ORGANE OFFICIEL DU COMITÉ CENTRAL DU PARTI COMMUNISTE CUBAIN
Le Dr Roberto Caballero Grande, coordinateur du Programme agroécologique national de l’Association cubaine des techniciens agricoles et forestiers. Photo : Yisel Martínez Garcia

CUBA est engagée de façon active dans la promotion de pratiques et d’actions pour une agriculture durable sur des bases écologiques. Apprendre à améliorer notre compréhension de l’activité agricole et l’environnement, et concevoir des technologiques, des processus et des démarches nous amenant à de meilleures pratiques, sont quelques-unes des idées développées dans le pays.
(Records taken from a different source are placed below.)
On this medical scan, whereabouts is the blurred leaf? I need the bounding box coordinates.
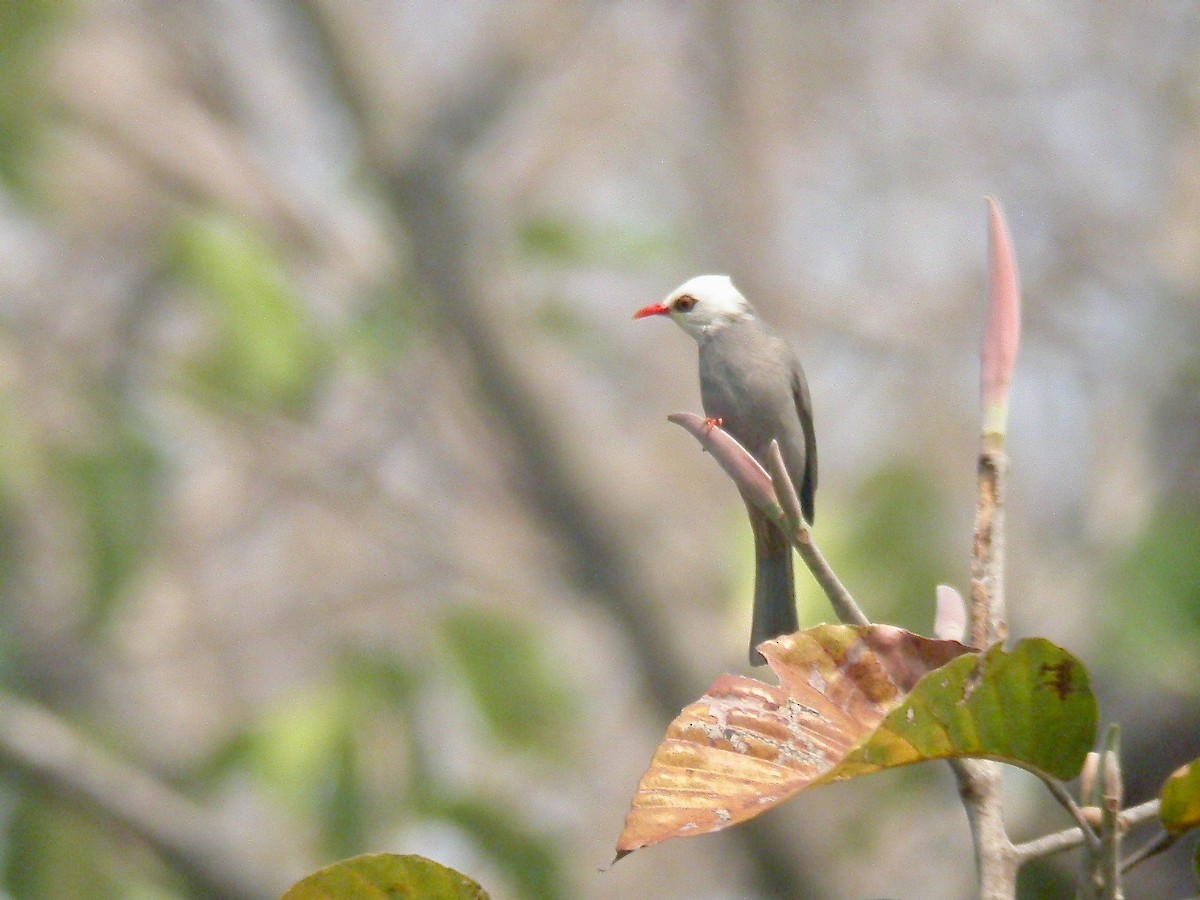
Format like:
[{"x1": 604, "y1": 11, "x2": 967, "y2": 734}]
[
  {"x1": 617, "y1": 626, "x2": 1095, "y2": 857},
  {"x1": 281, "y1": 853, "x2": 488, "y2": 900},
  {"x1": 0, "y1": 1, "x2": 64, "y2": 190},
  {"x1": 434, "y1": 799, "x2": 561, "y2": 900},
  {"x1": 519, "y1": 219, "x2": 582, "y2": 261},
  {"x1": 53, "y1": 420, "x2": 161, "y2": 627},
  {"x1": 172, "y1": 212, "x2": 323, "y2": 412},
  {"x1": 223, "y1": 652, "x2": 418, "y2": 858},
  {"x1": 442, "y1": 611, "x2": 575, "y2": 759},
  {"x1": 530, "y1": 299, "x2": 584, "y2": 342},
  {"x1": 1161, "y1": 758, "x2": 1200, "y2": 836}
]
L’agroécologie est une science qui se nourrit des savoirs, des traditions et des cultures agraires locales, d’une étude systématique de chaque contexte et des connaissances scientifiques les plus modernes apportées par la recherche. Cette science concentre tous ces éléments pour générer des savoirs hautement contextualisés.
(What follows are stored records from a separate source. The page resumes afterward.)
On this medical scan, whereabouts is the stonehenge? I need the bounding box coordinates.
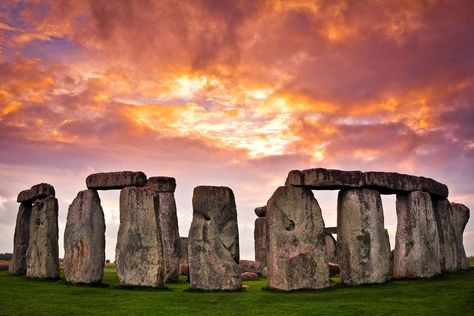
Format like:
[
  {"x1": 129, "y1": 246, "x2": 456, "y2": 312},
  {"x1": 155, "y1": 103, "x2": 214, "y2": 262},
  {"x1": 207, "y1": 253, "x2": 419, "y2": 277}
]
[
  {"x1": 188, "y1": 186, "x2": 241, "y2": 290},
  {"x1": 8, "y1": 167, "x2": 471, "y2": 292}
]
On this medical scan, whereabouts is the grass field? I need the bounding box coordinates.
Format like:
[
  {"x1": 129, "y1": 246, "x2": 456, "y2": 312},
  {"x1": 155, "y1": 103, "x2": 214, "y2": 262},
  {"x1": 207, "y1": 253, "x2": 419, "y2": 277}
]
[{"x1": 1, "y1": 267, "x2": 473, "y2": 315}]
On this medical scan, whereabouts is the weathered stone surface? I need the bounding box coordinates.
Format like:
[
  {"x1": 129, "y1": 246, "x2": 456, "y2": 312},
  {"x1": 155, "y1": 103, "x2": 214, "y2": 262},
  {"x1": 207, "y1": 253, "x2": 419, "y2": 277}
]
[
  {"x1": 188, "y1": 186, "x2": 241, "y2": 290},
  {"x1": 267, "y1": 186, "x2": 329, "y2": 291},
  {"x1": 286, "y1": 168, "x2": 448, "y2": 198},
  {"x1": 324, "y1": 227, "x2": 337, "y2": 235},
  {"x1": 329, "y1": 263, "x2": 340, "y2": 277},
  {"x1": 254, "y1": 206, "x2": 267, "y2": 217},
  {"x1": 17, "y1": 183, "x2": 55, "y2": 203},
  {"x1": 451, "y1": 203, "x2": 470, "y2": 270},
  {"x1": 64, "y1": 190, "x2": 105, "y2": 284},
  {"x1": 325, "y1": 233, "x2": 337, "y2": 264},
  {"x1": 26, "y1": 196, "x2": 59, "y2": 279},
  {"x1": 86, "y1": 171, "x2": 147, "y2": 190},
  {"x1": 179, "y1": 237, "x2": 188, "y2": 267},
  {"x1": 394, "y1": 191, "x2": 441, "y2": 278},
  {"x1": 9, "y1": 203, "x2": 32, "y2": 275},
  {"x1": 261, "y1": 266, "x2": 268, "y2": 277},
  {"x1": 241, "y1": 272, "x2": 259, "y2": 280},
  {"x1": 337, "y1": 189, "x2": 390, "y2": 285},
  {"x1": 239, "y1": 260, "x2": 264, "y2": 276},
  {"x1": 116, "y1": 186, "x2": 165, "y2": 287},
  {"x1": 254, "y1": 217, "x2": 268, "y2": 266},
  {"x1": 147, "y1": 177, "x2": 176, "y2": 192},
  {"x1": 432, "y1": 198, "x2": 457, "y2": 272}
]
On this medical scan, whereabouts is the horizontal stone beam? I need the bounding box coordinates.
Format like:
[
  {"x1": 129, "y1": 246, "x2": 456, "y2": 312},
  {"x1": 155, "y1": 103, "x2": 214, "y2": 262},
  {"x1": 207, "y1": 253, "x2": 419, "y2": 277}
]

Pour le Dr Roberto Caballero Grande, coordinateur du Programme agroécologique national de l’Association cubaine des techniciens agricoles et forestiers (ACTAF), cette mission exige un travail d’ensemble avec les universités, les centres de recherche, ainsi qu’une participation aux échanges d’expériences et de savoirs internationaux, unis à ceux des paysans locaux.

Pour ce faire, il insiste sur la nécessité d’une approche systémique où tout soit en interrelation, afin de tirer un maximum de profit du processus de production. Il se prononce aussi pour une utilisation correcte des ressources matérielles, naturelles et humaines. Ce procédé doit permettre d’obtenir des rendements optimums de manière stable et des produits de grande qualité esthétique, sanitaire et nutritionnelle.

Par ailleurs, le Dr Caballero assure qu’il s’agit de réduire la dépendance externe, tout en minimisant la nécessité d’importer des aliments et des intrants agricoles.

Le pays s’efforce aussi de faire en sorte que les designs et les technologies soient d’un point de vue environnemental plus sains et qu’ils incluent des actions de compensation et de restauration des écosystèmes dégradés. Ainsi pourra-t-on produire des aliments à partir d’un engagement sain dans les quantités requises et avec la qualité adéquate, à la portée de toute la population.

« Toutes ces solutions sont appliquées. Le système de l’agriculture urbaine et suburbaine et le Mouvement agroécologique « De paysan à paysan » mené par l’Association nationale des petits agriculteurs (ANAP) constituent la meilleure preuve de la faisabilité et de la pertinence de cette approche.

« Il existe à l’heure actuelle une plus grande variété de cultures, ce qui s’est répercuté sur les habitudes alimentaires de la population, qui consomme davantage de légumes. L’agriculture urbaine a ainsi permis d’augmenter les ventes de légumes et de tirer un meilleur profit des ressources naturelles », ajoute le Dr Caballero.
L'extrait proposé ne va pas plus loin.